12. A nucleic acid encoding an A chain of an insulin analogue containing at least one substitution relative to wild type insulin, wherein the substitution is selected from the group consisting of:

an Ala, Thr, Asp, Asn, Glu, Gln, His or Tyr substitution at A12,

an Ala, Glu, Gln, His, Tyr, Phe or Trp substitution at A13, and

an Ala, Gln, His, Trp, or Tyr substitution at A17.

13. A nucleic acid according to claim 12 encoding an A chain polypeptide of an insulin analogue comprising SEQ ID NO: 4, 5, 6, 7, or 8.

14. A nucleic acid encoding a B chain of an insulin analogue containing at least one substitution relative to wild type insulin, wherein the substitution is selected from the group consisting of:

an Ala, Asp, His, or Leu substitution at B13, and

a Glu, Gln, Ala, His, Trp or Tyr substitution at B17.

15. A nucleic acid according to claim 14 encoding a B chain polypeptide of an insulin analogue comprising SEQ ID NO: 9, 10, or 11.

16. A nucleic acid according to claim 14 additionally comprising a nonsense codon at position B24.

17. A method of lowering the blood sugar of a patient, the method comprising administering a physiologically effective amount of an insulin analogue or a pharmaceutically acceptable salt thereof to the patient, wherein the insulin analogue comprises at least one substitution relative to wild type insulin selected from the group consisting of:

an Ala, Asp, His, or Leu substitution at B13,

a Glu, Gln, Ala, His, Trp or Tyr substitution at B17,

an Ala, Thr, Asp, Asn, Glu, Gln, His or Tyr substitution at A12,

an Ala, Glu, Gln, His, Tyr, Phe or Trp substitution at A13, and

an Ala, Gln, His, Trp, or Tyr substitution at A17.
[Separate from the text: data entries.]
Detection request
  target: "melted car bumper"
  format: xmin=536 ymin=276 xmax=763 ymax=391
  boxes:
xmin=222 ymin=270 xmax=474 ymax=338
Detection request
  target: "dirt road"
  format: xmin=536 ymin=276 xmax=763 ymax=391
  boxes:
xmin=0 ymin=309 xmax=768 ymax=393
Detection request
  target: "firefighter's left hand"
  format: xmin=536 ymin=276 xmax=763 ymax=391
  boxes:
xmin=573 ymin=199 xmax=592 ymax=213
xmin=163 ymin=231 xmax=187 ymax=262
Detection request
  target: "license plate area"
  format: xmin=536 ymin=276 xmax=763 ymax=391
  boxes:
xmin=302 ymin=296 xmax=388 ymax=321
18. The method of claim 17, wherein the analogue is formulated in a composition containing zinc ions at a molar ratio of between 2 and 10 zinc ions per six single-chain insulin analogue monomers and wherein the pH of the formulation is between pH 6.8 and pH 8.0.

19. The method of claim 18, wherein the insulin analogue is formulated at a strength of at least U-100.

20. The method of claim 19, wherein the insulin analogue is formulated at a strength of between U-500 and U-1000.